Recent research by Duncan Forgan and Vergil Yotov at the University of Edinburgh highlights the various factors that may make an exomoon more or less habitable. They investigate how the climate of an exomoon will be affected by tidal stresses which provide a source of internal heating for the exomoon as it is stretched and deformed by the gravitational pull of its planet. They also investigated how light reflected from the exoplanet, and eclipses by the exoplanet, can also subtly alter the exomoon’s climate.

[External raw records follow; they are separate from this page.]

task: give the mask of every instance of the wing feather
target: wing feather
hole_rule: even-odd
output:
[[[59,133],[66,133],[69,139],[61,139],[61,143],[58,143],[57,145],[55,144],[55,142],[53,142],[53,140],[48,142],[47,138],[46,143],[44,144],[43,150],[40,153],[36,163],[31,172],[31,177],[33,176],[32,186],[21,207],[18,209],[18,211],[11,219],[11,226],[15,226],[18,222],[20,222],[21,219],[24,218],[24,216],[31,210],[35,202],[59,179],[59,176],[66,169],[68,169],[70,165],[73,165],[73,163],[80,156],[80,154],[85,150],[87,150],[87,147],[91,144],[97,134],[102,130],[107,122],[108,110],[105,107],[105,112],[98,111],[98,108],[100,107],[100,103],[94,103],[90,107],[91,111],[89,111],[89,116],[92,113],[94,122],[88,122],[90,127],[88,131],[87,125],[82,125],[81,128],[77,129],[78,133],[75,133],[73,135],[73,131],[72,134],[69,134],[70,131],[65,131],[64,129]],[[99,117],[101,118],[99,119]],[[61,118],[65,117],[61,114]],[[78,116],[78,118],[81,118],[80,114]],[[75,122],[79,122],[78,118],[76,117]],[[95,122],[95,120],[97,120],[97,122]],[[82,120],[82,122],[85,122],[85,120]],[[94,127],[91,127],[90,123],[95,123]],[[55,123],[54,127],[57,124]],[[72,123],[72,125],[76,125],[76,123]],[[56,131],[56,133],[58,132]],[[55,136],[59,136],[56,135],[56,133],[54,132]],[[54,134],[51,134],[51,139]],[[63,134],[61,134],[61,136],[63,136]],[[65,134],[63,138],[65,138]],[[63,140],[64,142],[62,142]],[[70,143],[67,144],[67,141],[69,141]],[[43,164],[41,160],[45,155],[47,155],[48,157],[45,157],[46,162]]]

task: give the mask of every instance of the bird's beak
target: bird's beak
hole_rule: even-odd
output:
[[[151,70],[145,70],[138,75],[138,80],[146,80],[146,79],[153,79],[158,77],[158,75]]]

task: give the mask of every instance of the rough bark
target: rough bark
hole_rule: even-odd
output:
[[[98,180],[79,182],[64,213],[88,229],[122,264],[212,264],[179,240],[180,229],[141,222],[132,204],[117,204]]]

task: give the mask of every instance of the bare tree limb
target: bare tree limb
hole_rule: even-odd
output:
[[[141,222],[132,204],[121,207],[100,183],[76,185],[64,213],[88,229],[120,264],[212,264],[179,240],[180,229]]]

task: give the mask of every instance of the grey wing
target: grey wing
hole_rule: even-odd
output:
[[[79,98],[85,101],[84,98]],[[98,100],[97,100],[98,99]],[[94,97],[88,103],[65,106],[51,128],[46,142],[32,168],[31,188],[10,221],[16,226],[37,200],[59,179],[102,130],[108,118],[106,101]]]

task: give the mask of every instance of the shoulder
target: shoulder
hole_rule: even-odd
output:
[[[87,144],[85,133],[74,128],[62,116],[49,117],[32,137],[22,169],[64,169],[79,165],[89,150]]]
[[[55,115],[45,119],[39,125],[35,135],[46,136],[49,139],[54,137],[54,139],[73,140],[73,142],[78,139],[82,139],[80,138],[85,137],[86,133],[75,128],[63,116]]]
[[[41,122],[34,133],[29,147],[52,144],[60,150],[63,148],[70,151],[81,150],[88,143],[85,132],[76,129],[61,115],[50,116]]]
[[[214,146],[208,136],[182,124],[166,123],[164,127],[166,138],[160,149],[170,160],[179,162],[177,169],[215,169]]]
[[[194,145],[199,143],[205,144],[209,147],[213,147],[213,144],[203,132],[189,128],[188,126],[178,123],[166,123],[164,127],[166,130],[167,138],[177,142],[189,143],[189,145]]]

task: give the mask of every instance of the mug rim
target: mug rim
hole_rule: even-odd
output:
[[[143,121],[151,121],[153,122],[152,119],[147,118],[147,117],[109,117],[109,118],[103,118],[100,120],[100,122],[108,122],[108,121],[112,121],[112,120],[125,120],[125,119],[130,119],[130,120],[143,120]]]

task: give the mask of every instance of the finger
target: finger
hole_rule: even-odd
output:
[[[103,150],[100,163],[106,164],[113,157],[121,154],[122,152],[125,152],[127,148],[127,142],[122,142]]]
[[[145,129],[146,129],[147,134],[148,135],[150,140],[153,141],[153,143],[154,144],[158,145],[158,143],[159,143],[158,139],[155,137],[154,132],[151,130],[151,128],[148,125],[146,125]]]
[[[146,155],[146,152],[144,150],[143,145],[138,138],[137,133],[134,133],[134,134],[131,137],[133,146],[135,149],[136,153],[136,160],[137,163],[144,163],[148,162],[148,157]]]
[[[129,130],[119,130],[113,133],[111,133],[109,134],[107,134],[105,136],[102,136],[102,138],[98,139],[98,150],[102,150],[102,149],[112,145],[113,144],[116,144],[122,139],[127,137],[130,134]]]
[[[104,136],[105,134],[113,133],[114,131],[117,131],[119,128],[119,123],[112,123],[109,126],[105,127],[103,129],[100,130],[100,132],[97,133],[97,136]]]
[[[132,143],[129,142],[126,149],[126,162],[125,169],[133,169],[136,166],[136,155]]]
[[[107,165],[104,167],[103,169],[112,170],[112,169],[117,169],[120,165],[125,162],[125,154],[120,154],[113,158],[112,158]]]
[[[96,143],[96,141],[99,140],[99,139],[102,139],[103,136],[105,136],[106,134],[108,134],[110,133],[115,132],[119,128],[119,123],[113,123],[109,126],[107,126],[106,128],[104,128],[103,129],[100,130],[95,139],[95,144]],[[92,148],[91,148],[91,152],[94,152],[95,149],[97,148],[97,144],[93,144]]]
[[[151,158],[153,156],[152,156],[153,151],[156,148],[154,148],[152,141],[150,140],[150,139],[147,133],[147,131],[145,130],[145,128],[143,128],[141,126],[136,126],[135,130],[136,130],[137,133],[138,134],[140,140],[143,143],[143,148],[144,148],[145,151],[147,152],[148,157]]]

The researchers lump theoretical exomoons into a number of classifications: “habitable”, “hot”, “snowball” or “transient”. Those in the first class have more than 10% of their surface at a temperature between the freezing and boiling points of water, with only a small fluctuation around the average temperature value.

Those in the second class have average temperatures above 100°C at all times, whereas those in the third class are permanently frozen – in both cases less than 10% of the surface is habitable. Exomoons in the fourth, transient class are on average habitable, but the amount of habitable surface area varies widely with time. Overall, this research shows that exomoon climates are rather more complex than previous research has supposed.

As yet, no exomoons have been discovered, but there are various techniques proposed for finding them. One way is by studying the effects that an exomoon will have on the exoplanet it is orbiting – their gravitational connection means there will be a to-and-fro tugging between them. This will cause variations in the times at which the planet transits in front of its star and in the durations of these transits, which we are able to measure.